Le premier pèlerinage assomptionniste : La Salette, été 1872

Le Père Picard, dès sa décision prise en accord avec le Père d’Alzon 195 , déclenche une vaste campagne d’information, dans la presse, auprès des religieux, des membres de Notre-Dame de Salut…et se lance dans l’organisation du périple : trains, voitures et montures pour gravir la montagne de La Salette. Il est fortement secondé par le Père Vincent de Paul Bailly, qui sera le grand personnage des Pèlerinages de Pénitence en Terre Sainte.

Le 21 août 1872 « la montagne sacrée » reçoit 375 prêtres qui encadrent près de deux mille pèlerins venus de la France entière. Il faut noter, et cela est l’une des raisons de la poursuite des pèlerinages, les nombreuses altercations, aussi bien à Grenoble qu’à Vizille, avec des anticléricaux, convaincus que l’avènement d’un régime républicain aurait fait disparaître ces « parades catholiques ». Adolphe Thiers tente plus tard de calmer le camp laïc en affirmant que « les pèlerinages ne sont plus dans nos mœurs » 196 , mais il se trompe lourdement. Le Père Picard ne s’est pas contenté d’être un organisateur mais il est également un exalteur de foi que les pèlerins suivront en entonnant le cantique : Pitié mon Dieu, c’est notre patrie. C’est également la création d’un opuscule Pieux conseils aux pèlerins avec toute une série de recommandations aux arpenteurs de la montagne : « Au départ se confesser et communier. Se recommander à Marie, aux saints anges, à Sainte Philomène (…) Pendant le pèlerinage, à l’exemple des premiers fidèles, union des cœurs dans une même prière. Penser habituellement au double but du pèlerinage : la délivrance du souverain pontife et le salut de la France » 197 .

Lors de tous les pèlerinages assomptionnistes, le souci de l’organisation matérielle et spirituelle est présent, avec la volonté d’encadrer et d’unir tous les pèlerins autour des thèmes de la patrie en danger, de la France qui doit retrouver le chemin de Dieu, et du soutien au « pape prisonnier ».

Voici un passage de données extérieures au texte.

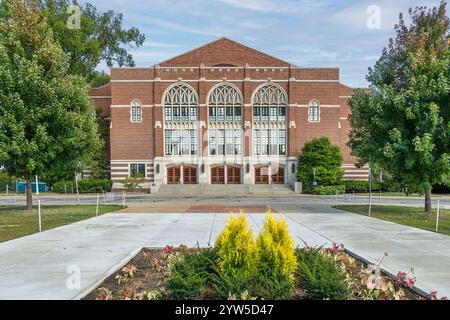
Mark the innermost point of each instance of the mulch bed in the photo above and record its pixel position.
(148, 277)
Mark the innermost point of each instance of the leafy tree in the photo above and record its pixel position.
(325, 158)
(48, 122)
(402, 122)
(101, 36)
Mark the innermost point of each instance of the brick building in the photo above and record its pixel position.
(221, 114)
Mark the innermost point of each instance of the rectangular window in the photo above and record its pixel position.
(168, 114)
(237, 114)
(282, 142)
(273, 113)
(229, 143)
(273, 142)
(212, 114)
(176, 114)
(220, 114)
(220, 142)
(265, 114)
(282, 114)
(256, 114)
(265, 142)
(136, 114)
(212, 142)
(237, 142)
(168, 142)
(193, 115)
(184, 114)
(137, 168)
(257, 142)
(229, 114)
(314, 114)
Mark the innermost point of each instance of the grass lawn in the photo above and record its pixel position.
(408, 216)
(16, 222)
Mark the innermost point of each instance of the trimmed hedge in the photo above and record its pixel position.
(84, 186)
(326, 190)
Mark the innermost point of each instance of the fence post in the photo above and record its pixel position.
(96, 210)
(437, 217)
(39, 214)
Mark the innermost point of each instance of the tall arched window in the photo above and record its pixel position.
(180, 111)
(181, 104)
(136, 111)
(269, 104)
(225, 105)
(314, 111)
(269, 107)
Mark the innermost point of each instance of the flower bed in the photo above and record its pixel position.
(240, 267)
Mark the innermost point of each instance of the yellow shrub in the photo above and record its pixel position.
(236, 246)
(276, 249)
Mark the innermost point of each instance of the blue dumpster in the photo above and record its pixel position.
(21, 187)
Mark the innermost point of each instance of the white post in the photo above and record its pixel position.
(37, 185)
(437, 217)
(39, 214)
(370, 191)
(76, 186)
(96, 210)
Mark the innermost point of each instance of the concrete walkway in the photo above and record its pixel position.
(36, 267)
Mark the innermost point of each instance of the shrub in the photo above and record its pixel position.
(326, 190)
(276, 249)
(189, 276)
(320, 276)
(236, 247)
(84, 186)
(360, 186)
(325, 158)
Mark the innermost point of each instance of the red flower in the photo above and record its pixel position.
(401, 276)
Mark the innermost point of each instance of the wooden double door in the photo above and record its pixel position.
(262, 175)
(189, 175)
(233, 175)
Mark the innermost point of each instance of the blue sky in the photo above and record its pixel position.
(308, 33)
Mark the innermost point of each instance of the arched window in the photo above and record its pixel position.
(225, 104)
(181, 104)
(136, 111)
(314, 111)
(269, 104)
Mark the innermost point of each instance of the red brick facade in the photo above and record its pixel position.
(221, 62)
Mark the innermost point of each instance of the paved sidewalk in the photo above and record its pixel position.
(35, 267)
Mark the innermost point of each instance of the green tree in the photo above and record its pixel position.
(48, 122)
(324, 158)
(402, 122)
(101, 37)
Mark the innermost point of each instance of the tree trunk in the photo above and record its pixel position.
(428, 208)
(29, 194)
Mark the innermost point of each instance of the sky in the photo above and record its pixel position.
(308, 33)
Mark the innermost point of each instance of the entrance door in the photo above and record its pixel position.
(218, 175)
(278, 176)
(173, 175)
(234, 175)
(190, 175)
(262, 175)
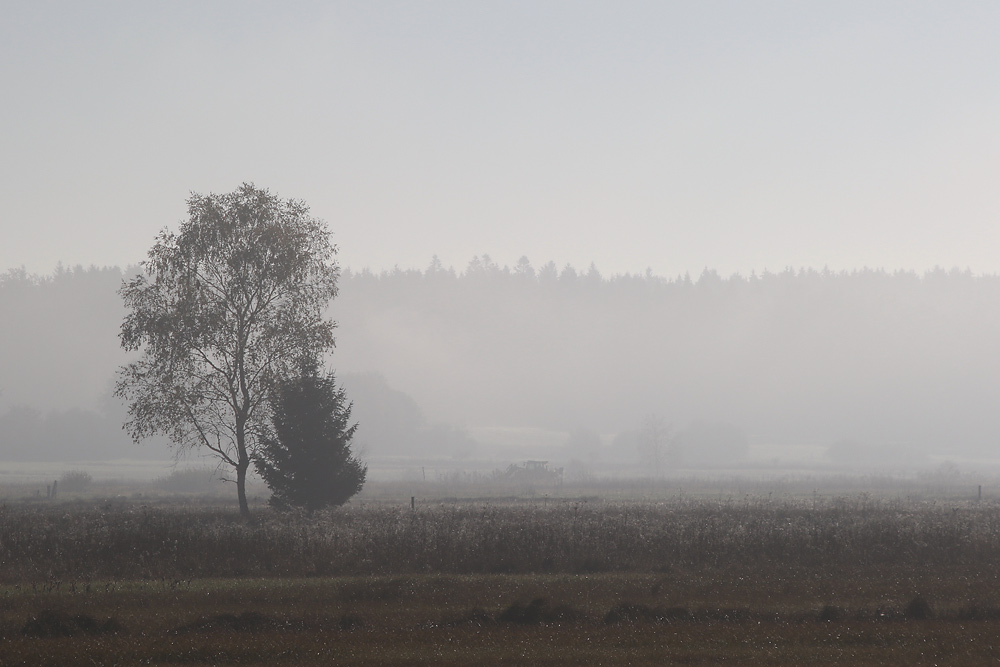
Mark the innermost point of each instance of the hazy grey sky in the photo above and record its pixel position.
(673, 135)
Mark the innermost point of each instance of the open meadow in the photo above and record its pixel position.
(751, 578)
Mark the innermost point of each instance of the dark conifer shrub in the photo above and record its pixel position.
(306, 460)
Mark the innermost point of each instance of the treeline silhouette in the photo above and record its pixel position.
(893, 362)
(890, 362)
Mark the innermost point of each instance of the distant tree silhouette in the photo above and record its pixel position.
(307, 461)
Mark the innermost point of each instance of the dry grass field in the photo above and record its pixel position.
(848, 580)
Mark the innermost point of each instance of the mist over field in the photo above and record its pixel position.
(636, 374)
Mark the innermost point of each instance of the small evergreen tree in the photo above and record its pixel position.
(306, 460)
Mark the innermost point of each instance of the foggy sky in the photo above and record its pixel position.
(737, 136)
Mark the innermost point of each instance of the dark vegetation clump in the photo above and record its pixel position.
(307, 460)
(51, 623)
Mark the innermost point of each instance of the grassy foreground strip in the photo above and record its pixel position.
(80, 542)
(846, 581)
(693, 617)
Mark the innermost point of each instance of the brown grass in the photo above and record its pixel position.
(854, 581)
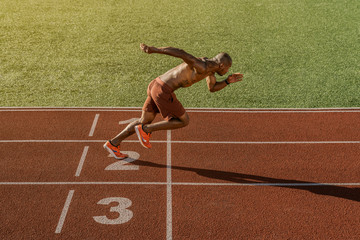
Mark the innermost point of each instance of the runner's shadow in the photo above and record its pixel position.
(352, 194)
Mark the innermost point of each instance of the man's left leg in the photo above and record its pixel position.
(144, 131)
(173, 123)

Le point décisif, pour l’avenir, en ce mois d’août 1872, est la création à La Salette, du Conseil Général des pèlerinages sous la présidence de Mgr Paulinier, évêque de Grenoble, et du Père Picard. Son but est de diriger, soutenir et amplifier un mouvement qui enverrait des pèlerins non seulement à La Salette, à Lourdes, à Paray-le-Monial et autres sanctuaires de France, mais aussi à Rome et à Jérusalem. Les membres du bureau du Conseil Général des pèlerinages sont présents tout au long de l’aventure des pèlerinages assomptionnistes : « Père Picard, directeur, M. le Vicomte de Damas, président, M. Bournisien, vice-président, le Père Germer-Durand, secrétaire, M. le Duc de Chaulnes, trésorier. » 198 Debidour voit ce Conseil Général des pèlerinages comme un nouvel organe de soutien au pape conservateur : « Le conseil des pèlerinages qui, après être allé prendre à Rome le mot d’ordre du Pape, se donna pour tâche d’organiser et de diriger chaque année en France les pèlerinages nationaux, c'est-à-dire de bruyantes manifestations populaires en l’honneur du pape-roi et de la politique du syllabus » 199 .

Le Conseil Général des pèlerinages vient confirmer tout ce que l’on attendait de lui. 1873, « la divine année », apparaît, avec le recul, comme le point de départ de l’engouement pèlerin. Ils sont ainsi cette année là plus de 1000 à La Salette, 492 à Lourdes 200 pour le premier pèlerinage national, et près de 300 à Rome au mois de mai. A cela, il faut ajouter la multitude des pèlerinages diocésains qui inaugurent religieusement l’entrée de la France dans la période dite de l’Ordre moral.

A cette date, il n’est encore pas question de pèlerinage en Terre Sainte, mais le succès et la foi aidant, de nombreux religieux commencent à entrevoir une possibilité de franchir les obstacles marins pour atteindre l’espace sacral et entreprendre « le roi des pèlerinages ».

Notes
195.

Le soutien du Père d’Alzon est sans équivoque : « Allez aux pèlerinages de la Sainte Vierge, faisons-en le plus possible », Ibid, p.187.

196.

Lucien Guissard, op. cit., P.110.

197.

Pages d’archives, op. cit., p.188.

198.

Ibid, p.188.

199.

Debidour, op. cit., p.66.

200.

En 1880, ils sont déjà 4600, et 20 000 en 1890.